Objective: To 1) describe the prevalence of symptoms in 5-year survivors of head and neck cancer, and 2) to evaluate agreement between symptoms obtained via self-report and symptoms obtained from clinical data sources.

Methods: We recruited 5-year survivors of head and neck cancer enrolled at Kaiser Permanente Washington (n = 54). Symptoms were assessed using the MD Anderson Symptom Inventory head and neck cancer module. For each symptom, we assessed the agreement of the patient's survey response ("gold standard") with the 1) medical chart and 2) administrative health care claims data. We computed the sensitivity, specificity, positive predictive value (PPV), and negative predictive value, along with their 95 percent confidence intervals, for each clinical data source.

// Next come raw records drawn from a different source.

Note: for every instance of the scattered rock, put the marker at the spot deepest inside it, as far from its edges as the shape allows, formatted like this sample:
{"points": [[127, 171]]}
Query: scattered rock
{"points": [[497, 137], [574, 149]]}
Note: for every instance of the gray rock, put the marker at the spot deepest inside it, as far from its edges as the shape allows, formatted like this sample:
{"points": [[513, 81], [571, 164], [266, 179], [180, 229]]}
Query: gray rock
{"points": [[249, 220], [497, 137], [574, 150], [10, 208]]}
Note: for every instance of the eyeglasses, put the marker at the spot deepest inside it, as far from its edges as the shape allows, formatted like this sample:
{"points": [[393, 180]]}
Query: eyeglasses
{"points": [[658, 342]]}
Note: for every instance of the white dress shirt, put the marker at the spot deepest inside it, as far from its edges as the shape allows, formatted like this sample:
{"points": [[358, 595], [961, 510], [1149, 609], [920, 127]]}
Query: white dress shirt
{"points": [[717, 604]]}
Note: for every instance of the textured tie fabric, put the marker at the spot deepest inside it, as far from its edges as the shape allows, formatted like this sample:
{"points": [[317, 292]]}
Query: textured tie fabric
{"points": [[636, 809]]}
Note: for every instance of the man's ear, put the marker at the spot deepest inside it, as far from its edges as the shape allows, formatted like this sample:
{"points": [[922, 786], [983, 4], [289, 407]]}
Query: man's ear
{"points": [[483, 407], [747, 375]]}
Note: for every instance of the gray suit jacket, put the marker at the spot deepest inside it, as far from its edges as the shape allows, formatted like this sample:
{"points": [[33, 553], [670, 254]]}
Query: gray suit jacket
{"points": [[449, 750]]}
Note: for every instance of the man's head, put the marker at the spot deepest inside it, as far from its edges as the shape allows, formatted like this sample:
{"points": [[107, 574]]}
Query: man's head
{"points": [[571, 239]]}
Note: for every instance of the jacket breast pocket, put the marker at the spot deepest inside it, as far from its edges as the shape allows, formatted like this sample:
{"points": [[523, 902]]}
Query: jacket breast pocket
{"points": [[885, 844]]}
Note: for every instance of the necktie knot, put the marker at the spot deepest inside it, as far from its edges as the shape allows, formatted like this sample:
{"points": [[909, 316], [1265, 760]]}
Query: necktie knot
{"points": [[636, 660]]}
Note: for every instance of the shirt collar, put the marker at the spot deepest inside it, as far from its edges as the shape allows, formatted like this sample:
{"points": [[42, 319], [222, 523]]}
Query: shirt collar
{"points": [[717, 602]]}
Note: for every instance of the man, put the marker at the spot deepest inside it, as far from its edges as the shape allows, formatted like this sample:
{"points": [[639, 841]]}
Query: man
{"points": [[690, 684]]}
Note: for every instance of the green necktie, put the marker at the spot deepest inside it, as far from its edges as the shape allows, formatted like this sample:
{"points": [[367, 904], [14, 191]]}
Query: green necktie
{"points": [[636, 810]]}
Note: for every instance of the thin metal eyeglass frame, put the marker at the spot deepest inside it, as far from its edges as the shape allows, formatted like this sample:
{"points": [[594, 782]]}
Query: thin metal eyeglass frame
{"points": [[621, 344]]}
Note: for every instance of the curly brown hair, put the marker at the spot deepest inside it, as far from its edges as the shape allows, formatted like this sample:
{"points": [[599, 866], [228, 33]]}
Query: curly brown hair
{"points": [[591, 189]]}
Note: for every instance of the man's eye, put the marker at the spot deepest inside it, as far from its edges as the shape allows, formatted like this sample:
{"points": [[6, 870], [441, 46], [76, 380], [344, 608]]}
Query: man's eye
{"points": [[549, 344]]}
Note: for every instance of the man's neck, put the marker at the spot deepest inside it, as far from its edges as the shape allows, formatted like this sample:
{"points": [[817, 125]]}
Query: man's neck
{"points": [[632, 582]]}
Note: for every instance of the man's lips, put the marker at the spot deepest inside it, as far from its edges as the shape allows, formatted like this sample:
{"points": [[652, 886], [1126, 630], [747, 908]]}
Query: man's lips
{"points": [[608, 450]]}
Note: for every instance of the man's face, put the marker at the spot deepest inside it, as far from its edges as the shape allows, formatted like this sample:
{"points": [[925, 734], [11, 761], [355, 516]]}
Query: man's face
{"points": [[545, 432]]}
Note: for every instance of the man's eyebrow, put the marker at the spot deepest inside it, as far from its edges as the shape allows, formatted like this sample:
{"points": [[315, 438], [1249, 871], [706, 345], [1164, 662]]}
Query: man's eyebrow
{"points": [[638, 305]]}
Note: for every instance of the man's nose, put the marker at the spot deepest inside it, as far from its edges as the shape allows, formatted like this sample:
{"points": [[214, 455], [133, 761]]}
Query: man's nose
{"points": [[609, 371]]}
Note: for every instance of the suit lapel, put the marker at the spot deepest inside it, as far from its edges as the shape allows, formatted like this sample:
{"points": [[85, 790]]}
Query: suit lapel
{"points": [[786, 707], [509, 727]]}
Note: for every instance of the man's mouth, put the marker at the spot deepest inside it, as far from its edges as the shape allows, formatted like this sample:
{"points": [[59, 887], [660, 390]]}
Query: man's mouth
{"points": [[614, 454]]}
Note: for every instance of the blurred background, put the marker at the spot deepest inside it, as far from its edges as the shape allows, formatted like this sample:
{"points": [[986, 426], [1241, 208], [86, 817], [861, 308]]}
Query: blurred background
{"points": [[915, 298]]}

Results: Eighty percent of patients responded. Nearly all participants (95 percent) reported experiencing at least one symptom from the MDASI-HN, and 93 percent reported two or more symptoms. Among patients reporting a given symptom, there was generally no evidence of the symptom from either clinical data source (i.e., sensitivity was generally no greater than 40 percent). The specificity and PPV of the clinical data sources were generally higher than the sensitivity.

Conclusion: Relying only on medical chart review and/or administrative health data would substantially underestimate symptom burden in long-term head and neck cancer survivors.